La división entre países es similar a la que se experimentó durante la Guerra Fría que culminó tras la caída del muro de Berlín. Hoy, en esta guerra digital, de un lado están EEUU, Canadá, la Unión Europea, Australia, India y Japón. Del otro, Rusia, China, Irán, Turquía, la mayoría de países árabes y africanos y, lamentablemente, varios latinoamericanos: Argentina, Brasil, Cuba, El Salvador, Guatemala, México, Panamá, Paraguay, República Dominicana, Uruguay y Venezuela.
La división se agudizó en la Conferencia Mundial de las Telecomunicaciones que terminó el 14 de diciembre en Dubai, organizada por la Unión de Telecomunicaciones Internacional (UTI), con el fin de actualizar un protocolo que rige las comunicaciones desde 1988.
Aunque no hubo consenso, se creó un documento que entrará en vigencia en 2015 para los 89 países signatarios, pero no así para los 55 que negaron su firma, al argumentar que el nuevo protocolo permitirá a los gobiernos justificar restricciones a Internet. Los defensores del nuevo tratado dicen que no es vinculante o mandatorio, y que los gobiernos censuran o pueden hacerlo sin necesidad de documento alguno.
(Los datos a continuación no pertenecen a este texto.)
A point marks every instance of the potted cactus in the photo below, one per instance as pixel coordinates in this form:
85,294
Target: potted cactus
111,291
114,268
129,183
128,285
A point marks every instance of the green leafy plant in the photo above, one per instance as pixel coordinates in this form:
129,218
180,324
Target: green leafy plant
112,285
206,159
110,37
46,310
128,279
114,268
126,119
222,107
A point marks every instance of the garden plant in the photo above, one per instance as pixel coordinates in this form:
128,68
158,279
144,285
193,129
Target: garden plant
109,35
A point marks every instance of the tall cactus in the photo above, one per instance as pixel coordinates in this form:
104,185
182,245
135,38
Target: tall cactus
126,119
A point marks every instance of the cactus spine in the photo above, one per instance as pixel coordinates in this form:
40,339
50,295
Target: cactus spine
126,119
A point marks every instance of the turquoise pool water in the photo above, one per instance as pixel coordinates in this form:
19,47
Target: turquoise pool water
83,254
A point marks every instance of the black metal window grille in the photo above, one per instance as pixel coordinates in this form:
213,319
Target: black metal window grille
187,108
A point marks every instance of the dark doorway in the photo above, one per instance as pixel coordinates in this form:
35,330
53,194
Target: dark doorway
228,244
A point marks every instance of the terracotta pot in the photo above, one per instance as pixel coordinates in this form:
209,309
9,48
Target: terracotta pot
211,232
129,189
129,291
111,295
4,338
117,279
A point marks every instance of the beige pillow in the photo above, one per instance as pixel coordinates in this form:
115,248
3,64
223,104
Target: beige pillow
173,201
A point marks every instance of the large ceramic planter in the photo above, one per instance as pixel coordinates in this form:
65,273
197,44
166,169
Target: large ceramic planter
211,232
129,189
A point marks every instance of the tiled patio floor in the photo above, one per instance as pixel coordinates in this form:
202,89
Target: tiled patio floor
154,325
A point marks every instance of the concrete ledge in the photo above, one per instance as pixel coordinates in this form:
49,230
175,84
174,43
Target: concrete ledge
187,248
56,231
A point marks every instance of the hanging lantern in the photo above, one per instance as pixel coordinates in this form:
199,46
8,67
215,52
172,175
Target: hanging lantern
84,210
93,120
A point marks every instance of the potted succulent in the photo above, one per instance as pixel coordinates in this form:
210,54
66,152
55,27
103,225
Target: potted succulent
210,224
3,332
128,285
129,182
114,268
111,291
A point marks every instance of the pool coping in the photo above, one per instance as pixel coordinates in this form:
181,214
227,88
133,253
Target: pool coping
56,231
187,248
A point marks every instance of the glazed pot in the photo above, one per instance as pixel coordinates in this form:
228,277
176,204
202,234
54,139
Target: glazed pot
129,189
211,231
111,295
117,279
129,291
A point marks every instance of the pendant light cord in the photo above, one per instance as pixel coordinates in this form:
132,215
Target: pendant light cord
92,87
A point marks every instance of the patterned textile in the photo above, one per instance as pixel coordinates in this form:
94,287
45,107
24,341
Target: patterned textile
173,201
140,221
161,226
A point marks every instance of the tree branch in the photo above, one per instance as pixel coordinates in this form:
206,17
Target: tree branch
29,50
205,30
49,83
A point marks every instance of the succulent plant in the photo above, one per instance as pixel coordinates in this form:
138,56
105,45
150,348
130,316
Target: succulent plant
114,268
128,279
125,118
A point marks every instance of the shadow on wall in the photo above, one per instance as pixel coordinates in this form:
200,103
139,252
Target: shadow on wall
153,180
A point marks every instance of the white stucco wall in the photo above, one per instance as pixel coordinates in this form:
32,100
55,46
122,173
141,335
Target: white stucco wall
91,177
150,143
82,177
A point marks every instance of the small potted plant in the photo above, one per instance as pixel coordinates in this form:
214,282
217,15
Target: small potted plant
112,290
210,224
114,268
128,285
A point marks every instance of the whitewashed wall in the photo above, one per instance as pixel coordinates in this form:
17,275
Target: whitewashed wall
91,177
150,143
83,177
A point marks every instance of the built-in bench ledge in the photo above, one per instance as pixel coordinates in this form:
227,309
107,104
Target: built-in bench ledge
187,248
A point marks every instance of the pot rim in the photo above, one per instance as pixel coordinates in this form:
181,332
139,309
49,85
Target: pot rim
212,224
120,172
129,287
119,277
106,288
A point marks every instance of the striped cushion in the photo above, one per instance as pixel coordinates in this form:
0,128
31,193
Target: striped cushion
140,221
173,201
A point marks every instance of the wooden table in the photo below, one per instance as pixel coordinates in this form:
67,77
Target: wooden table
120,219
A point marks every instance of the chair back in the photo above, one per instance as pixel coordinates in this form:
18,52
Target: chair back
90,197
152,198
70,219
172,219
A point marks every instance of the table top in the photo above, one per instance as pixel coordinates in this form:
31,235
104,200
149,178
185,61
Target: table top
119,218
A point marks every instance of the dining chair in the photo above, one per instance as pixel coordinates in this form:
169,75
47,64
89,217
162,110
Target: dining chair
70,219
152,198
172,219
Pero pese a que no es obligatorio, el peligro es que los gobiernos lo podrán usar para controlar e imponer sanciones; los jueces para fundamentar fallos y crear antecedentes negativos, y los legisladores para argumentar leyes restrictivas.
No es casualidad que los gobiernos signatarios, pese a que arguyen que necesitan instrumentos para combatir virus, basura electrónica, pornografía infantil y a los hackers, no se caracterizan por ser respetuosos de la libertad de expresión. Los firmantes Turquía, China, Vietnam, Azerbaiyán, Arabia Saudita y Cuba han encarcelado a 232 periodistas e internautas en 2012. La mitad de ellos trabajaban en medios digitales, habiendo sido acusados por delitos armados para acallar las críticas a los gobiernos, tales como atentar contra la soberanía, traición, irrespeto a las autoridades y apología del terrorismo.
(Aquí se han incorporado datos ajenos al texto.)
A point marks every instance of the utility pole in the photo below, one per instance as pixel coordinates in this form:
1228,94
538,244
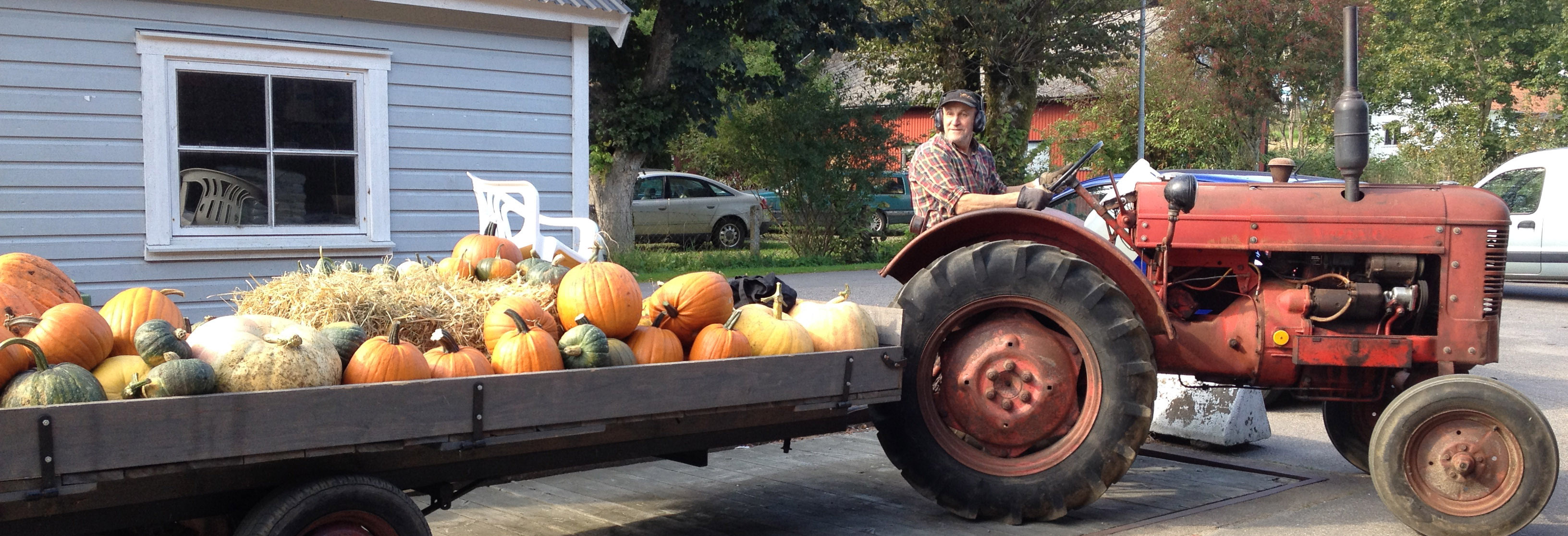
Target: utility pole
1142,51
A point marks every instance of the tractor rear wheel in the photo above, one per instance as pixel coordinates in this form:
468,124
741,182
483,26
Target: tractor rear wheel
1031,389
1463,455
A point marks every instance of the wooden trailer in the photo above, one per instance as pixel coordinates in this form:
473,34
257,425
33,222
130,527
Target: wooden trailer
244,457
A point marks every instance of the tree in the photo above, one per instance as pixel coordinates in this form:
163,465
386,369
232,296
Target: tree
1454,60
676,61
1004,49
818,153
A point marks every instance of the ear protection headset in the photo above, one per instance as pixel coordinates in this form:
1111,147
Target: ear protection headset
957,96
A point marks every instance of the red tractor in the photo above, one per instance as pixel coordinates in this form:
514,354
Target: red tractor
1034,342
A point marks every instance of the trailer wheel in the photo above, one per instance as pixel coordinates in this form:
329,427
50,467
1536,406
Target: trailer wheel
1463,455
1031,389
345,505
1349,427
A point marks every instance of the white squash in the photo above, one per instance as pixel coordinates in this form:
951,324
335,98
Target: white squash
264,353
836,325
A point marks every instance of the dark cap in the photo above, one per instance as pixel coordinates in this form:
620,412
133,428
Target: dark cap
963,96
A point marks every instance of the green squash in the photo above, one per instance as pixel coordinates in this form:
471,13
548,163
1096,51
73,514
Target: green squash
158,338
174,378
622,355
59,385
548,275
586,345
345,338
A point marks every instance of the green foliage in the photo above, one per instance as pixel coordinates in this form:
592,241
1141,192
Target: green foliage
818,153
1005,51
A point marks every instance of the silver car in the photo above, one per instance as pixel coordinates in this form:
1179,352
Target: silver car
690,209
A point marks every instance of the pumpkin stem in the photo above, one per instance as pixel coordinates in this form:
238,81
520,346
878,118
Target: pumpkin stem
447,342
392,333
843,295
292,341
516,320
38,353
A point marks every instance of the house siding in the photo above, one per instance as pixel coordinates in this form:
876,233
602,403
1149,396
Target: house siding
71,174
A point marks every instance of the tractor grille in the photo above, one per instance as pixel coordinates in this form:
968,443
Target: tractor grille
1496,259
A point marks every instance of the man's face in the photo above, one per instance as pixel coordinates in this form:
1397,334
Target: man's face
958,123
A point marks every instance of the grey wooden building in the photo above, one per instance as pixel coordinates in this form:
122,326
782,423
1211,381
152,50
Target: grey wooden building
200,145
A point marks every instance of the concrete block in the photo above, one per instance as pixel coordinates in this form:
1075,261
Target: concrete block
1222,416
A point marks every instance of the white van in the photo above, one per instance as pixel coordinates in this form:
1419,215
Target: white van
1536,189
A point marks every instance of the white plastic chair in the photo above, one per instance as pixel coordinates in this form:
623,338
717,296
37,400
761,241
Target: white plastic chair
499,200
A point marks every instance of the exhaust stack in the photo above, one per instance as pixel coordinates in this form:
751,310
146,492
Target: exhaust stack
1350,118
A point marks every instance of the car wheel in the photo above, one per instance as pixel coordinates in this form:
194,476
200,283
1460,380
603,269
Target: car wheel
730,234
879,223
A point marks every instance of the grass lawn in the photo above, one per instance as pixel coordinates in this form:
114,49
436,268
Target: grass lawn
661,262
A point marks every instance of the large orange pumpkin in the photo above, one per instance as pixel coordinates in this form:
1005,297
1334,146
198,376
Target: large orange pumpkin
690,303
38,280
498,323
526,349
720,341
134,306
453,361
483,245
386,358
606,293
654,345
68,333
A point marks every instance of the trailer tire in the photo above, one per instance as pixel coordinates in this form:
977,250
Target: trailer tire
1120,356
372,504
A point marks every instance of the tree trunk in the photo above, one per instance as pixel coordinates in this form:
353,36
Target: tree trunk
613,198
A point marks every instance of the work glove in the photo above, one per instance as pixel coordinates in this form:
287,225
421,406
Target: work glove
1032,198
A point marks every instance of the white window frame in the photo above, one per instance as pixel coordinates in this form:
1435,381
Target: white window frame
165,52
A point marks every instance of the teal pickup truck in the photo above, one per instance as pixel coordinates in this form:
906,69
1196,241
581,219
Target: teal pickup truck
890,201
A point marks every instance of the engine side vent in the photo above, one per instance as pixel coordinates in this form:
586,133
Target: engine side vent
1496,259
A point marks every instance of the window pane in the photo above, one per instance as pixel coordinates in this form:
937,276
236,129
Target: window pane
223,189
649,189
221,110
314,190
313,113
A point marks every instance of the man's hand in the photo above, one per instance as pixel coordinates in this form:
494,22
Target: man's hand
1032,198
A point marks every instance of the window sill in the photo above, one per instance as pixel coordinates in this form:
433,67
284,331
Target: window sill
208,248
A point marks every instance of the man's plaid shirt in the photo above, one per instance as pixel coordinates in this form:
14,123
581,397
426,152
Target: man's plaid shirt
940,174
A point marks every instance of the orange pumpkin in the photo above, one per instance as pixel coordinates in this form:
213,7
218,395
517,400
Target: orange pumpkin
40,281
654,345
452,361
134,306
690,303
386,358
720,341
606,293
66,333
526,349
483,245
498,323
455,268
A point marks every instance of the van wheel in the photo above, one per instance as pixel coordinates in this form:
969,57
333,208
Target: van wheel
730,234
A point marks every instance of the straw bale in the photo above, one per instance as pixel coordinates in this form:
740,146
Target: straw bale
421,300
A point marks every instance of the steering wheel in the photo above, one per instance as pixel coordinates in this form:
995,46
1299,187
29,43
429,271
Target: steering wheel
1070,174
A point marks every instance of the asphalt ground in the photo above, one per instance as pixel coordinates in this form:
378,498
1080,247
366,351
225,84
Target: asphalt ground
1534,352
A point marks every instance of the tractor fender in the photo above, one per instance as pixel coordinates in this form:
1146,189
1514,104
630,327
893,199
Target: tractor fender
1048,226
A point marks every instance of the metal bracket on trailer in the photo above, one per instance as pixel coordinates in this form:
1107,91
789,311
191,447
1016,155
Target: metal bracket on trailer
46,462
Lo grave de este proceso, es la falta de transparencia de la UIT y que el documento fuera solo discutido por los gobiernos sin la participación de la sociedad civil, cuando Internet prosperó y se desarrolló a una velocidad vertiginosa gracias al sector privado, sin ataduras de las autoridades.
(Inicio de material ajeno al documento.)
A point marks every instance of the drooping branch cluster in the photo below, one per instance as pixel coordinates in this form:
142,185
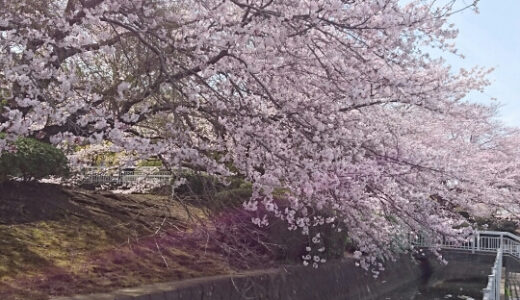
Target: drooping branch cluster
333,101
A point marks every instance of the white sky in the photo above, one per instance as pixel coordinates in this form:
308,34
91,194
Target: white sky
492,39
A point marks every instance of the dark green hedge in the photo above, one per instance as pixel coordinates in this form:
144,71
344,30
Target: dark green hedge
32,160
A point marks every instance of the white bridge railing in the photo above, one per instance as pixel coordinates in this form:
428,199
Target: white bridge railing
503,243
99,175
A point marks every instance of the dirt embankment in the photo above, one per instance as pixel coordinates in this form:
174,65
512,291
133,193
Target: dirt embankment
59,241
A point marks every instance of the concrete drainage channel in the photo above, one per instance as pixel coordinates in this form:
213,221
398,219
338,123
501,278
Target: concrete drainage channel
333,281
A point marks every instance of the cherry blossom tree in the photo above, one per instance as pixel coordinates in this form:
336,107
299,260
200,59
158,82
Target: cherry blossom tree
336,102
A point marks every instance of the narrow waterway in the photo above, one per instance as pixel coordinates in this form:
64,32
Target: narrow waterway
433,289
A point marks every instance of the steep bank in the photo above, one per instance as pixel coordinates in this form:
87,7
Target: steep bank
59,241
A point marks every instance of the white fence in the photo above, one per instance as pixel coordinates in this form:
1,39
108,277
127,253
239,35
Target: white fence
98,175
503,243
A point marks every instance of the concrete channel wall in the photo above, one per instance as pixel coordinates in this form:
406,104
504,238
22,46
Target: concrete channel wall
339,280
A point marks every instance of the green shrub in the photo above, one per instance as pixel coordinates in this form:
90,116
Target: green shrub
32,160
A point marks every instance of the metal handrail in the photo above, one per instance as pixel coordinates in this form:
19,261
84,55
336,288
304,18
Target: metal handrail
492,290
503,243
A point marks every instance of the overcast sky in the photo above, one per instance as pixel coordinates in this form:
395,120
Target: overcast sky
492,39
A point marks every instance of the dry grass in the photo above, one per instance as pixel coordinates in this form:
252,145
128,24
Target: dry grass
63,242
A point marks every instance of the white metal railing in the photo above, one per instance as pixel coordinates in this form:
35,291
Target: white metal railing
492,290
103,175
503,243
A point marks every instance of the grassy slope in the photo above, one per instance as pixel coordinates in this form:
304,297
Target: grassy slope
56,241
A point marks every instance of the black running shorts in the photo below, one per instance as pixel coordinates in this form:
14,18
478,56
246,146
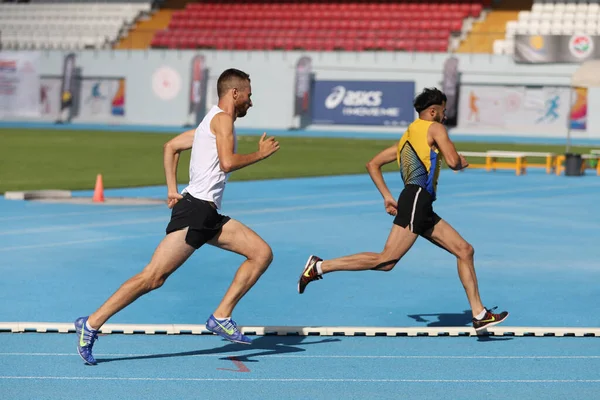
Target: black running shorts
202,220
415,210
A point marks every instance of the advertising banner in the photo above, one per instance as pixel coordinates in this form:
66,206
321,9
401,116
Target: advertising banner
198,81
519,108
537,49
363,103
19,84
50,95
102,100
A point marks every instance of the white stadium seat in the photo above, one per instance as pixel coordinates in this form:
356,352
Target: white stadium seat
66,25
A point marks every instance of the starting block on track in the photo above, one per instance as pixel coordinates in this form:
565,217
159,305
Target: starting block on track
519,165
586,164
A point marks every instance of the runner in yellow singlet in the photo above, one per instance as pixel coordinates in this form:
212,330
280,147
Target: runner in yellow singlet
418,154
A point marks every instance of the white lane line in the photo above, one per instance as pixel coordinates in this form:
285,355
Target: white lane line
346,380
384,357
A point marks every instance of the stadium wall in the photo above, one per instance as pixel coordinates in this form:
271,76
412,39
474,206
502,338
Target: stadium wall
273,77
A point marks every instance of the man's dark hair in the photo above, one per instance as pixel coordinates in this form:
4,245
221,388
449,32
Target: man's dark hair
229,79
429,97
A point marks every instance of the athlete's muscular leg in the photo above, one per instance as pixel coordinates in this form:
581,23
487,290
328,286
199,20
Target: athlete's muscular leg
398,243
450,239
238,238
170,254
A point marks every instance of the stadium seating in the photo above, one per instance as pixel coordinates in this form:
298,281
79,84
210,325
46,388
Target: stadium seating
317,26
560,18
59,25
Por suerte, el documento adoptado es menos perverso que el original presentado por China que sí imponía controles concretos a Internet. El plan fue desbaratado gracias a que la sociedad civil alzó su voz, después que los burócratas comenzaron a filtrar los documentos en un sitio creado por dos profesores universitarios, Eli Dourado y Jerry Brito. Ahí se supo sobre la pretensión de que Internet tuviera un espacio más reducido y controlado.
Según el plan, los gobiernos hubieran podido inspeccionar correos electrónicos, censurar contenidos y darle a la ONU la administración de Internet. Además, los usuarios pagarían por conexión, servicios y tiempo de descarga; y los proveedores podrían cobrar tarifas diferenciadas por distintos tipos de servicio. Todo ello desvirtuando los principios de Internet: libre, abierto y gratuito.
Ayer como hoy, en esta renovada guerra fría, están aquellos países que argumentan que la información es un servicio público y, por ende, debe ser controlada por el gobierno. Mientras que por el otro, se argumenta que es un derecho humano, por lo que es el Estado el responsable de garantizarlo y hacerlo respetar.